Montreal mayor target of physical threats after coming out against secularism bill

Valérie Plante says the latest wave of threats against her was prompted by a case of "fake news" circulating online.

Valérie Plante says latest wave of threats was prompted by 'fake news' circulating online

Montreal Mayor Valérie Plante currently has an expanded security detail, which includes a bodyguard who doubles as her driver, as well as a police presence at her public events. (Paul Chiasson/Canadian Press)

Montreal Mayor Valérie Plante has been the target of an escalating series of violent threats, apparently sparked by her staunch opposition to the provincial government's secularism bill.

Plante spoke publicly last month about receiving hateful comments after she first criticized Bill 21, which, if passed, will prohibit public school teachers, police officers and judges, among other civil servants, from wearing religious symbols.

In an interview with Radio-Canada, she said those attacks have become even worse in recent days, prompting her to employ additional security measures.

"I'm taking this very seriously," Plante said. "People think they can sit behind their computer, not care about anything, say whatever they want: that's false. It's zero tolerance for me."

Plante's staff declined to give a precise figure on the number of threats she's received. However, they say the mayor has received "several" messages via social media and email that are either sexist or threaten to do her physical harm.

Among other things, the messages warn her to watch her back or be careful while walking, according to Radio-Canada.

The more extreme threats have been sent to the Montreal police service (SPVM).

The Quebec government's secularism bill, tabled last month, has sparked several protests in Montreal, along with heated debate in the National Assembly and on political talk shows. (Graham Hughes/Canadian Press)

Plante has not filed an official police complaint but said she hasn't ruled out doing so. Montreal police wouldn't comment on whether they have opened an investigation into the threats.

"All threats, wherever they are made, even on social media, are criminal acts," said a police spokesperson, Cmdr. Jonathan Martel.

Expanded security detail

"We are working closely with the SPVM, who are very proactive. That helps us a lot," said Plante, who now has an expanded security detail, including a bodyguard who doubles as a driver, as well as police presence at her public events.

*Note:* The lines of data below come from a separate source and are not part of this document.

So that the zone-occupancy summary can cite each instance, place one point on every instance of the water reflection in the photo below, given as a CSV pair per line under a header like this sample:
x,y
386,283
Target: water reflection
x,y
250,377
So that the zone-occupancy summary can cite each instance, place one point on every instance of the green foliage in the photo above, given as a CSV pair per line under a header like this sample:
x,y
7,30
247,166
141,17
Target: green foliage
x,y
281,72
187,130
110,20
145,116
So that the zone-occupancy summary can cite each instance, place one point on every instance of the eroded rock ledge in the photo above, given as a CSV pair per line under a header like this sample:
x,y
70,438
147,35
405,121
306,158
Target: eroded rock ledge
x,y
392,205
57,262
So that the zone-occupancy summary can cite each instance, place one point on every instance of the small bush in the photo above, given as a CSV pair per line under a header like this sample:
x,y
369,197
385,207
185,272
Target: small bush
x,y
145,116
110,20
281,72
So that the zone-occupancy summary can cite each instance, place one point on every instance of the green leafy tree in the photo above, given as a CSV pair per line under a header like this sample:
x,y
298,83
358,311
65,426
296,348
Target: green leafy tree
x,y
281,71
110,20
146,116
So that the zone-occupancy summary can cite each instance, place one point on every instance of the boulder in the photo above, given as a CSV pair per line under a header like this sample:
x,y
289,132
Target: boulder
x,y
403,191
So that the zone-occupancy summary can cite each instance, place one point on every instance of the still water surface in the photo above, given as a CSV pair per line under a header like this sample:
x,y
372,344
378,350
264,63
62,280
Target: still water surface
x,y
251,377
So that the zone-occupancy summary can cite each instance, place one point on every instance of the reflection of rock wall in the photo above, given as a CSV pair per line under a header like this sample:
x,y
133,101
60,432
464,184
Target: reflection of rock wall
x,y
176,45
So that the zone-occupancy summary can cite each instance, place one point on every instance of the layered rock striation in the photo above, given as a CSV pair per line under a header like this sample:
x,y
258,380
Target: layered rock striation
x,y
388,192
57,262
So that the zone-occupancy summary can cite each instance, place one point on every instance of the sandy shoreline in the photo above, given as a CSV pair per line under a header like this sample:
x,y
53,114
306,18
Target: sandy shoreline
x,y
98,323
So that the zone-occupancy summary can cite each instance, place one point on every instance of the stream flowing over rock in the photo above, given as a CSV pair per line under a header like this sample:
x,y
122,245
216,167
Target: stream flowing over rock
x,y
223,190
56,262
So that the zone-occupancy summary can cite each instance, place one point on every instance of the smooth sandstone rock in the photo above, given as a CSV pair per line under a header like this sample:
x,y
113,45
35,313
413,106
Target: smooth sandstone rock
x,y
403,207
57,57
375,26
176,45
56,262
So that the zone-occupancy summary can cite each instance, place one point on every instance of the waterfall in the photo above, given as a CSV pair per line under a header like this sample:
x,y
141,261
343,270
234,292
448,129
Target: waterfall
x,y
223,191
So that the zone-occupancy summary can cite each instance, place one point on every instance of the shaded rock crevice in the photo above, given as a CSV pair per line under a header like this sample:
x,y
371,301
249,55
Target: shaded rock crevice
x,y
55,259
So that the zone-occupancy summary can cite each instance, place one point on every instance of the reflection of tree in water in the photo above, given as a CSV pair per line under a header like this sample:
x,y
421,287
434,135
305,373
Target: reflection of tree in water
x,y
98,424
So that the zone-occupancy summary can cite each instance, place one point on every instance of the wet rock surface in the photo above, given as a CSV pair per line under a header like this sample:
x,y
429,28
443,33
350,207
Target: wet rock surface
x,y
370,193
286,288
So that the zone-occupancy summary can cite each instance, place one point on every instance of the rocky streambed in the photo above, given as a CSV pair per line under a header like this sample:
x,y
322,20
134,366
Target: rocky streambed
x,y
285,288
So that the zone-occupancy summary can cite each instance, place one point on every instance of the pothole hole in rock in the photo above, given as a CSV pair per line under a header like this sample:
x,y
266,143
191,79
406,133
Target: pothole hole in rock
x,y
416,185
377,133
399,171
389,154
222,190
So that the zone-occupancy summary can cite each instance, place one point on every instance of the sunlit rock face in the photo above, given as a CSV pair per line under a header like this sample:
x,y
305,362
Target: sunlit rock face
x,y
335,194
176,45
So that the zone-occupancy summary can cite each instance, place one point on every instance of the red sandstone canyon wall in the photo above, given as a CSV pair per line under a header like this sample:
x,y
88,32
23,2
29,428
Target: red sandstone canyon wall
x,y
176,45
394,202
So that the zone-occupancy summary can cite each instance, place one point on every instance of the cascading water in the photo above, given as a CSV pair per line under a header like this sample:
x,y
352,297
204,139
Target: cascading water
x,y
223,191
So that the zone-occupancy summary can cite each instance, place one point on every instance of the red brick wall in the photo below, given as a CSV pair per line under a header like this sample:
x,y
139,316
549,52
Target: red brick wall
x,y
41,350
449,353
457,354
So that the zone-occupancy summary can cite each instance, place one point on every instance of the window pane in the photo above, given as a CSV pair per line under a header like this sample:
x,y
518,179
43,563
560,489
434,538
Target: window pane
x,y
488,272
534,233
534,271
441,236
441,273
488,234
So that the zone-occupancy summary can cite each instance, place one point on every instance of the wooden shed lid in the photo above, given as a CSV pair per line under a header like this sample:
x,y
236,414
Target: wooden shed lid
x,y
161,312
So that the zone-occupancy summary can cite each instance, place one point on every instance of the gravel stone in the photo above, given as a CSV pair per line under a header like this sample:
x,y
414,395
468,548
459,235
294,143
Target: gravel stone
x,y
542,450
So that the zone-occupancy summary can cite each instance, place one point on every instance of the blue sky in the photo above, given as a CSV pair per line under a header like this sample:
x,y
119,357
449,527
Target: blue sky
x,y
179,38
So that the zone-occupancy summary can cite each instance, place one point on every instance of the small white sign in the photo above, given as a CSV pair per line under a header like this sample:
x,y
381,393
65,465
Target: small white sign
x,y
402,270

This is not the first time that Plante has been the target of threats.

Though it's only been 18 months since she took office, police have already arrested "two or three people" for directing threatening comments her way, she said.

Plante believes the latest round of threats was prompted by false information, spread on social media, that claimed she attended a protest alongside Adil Charkaoui, a controversial Montreal imam. 

In fact, Plante was in South America at the time of that demonstration.

"That took it to another level," Plante said. "That someone created fake news, by itself, is a problem. But they don't realize that it generates hate — or where that could lead to."

Hate directed at Perez, too

The Quebec government's secularism bill, tabled last month, has sparked several protests in Montreal, along with heated debate in the National Assembly and on political talk shows.

Religious groups and legal experts say the bill's provisions violate religious freedom. To protect Bill 21 from constitutional challenges, the CAQ government has inserted a clause that allows it to override sections of the Canadian and Quebec charters of rights.

Premier François Legault has repeatedly appealed for calm amid the increasingly polarized debate. He hopes to have the legislation passed by the summer.

The leader of the opposition party at city hall, Ensemble Montréal's Lionel Perez, right, said he, too, has received hateful messages for his stand against Bill 21 — though no violent threats. (Paul Chiasson/Canadian Press)

Earlier this week, Plante joined her adversaries at city hall to issue a joint declaration expressing the city's objections to the bill.

The leader of the opposition Ensemble Montréal, Lionel Perez, said he, too, has received hateful messages for his stand against Bill 21, though no violent threats.

"I will always speak with conviction. I will always say what I think on important topics," said Perez, who wears a Jewish kippa. "As an elected official, I think I have a duty to do so."

Plante believes her gender may also be a contributing factor to the threats she's received: "For women, it's different. It's much more violent. It's misogynistic."

It is one thing to be criticized, Plante added, "but to be called a damn cow — that's not a criticism. That's an insult and a personal attack."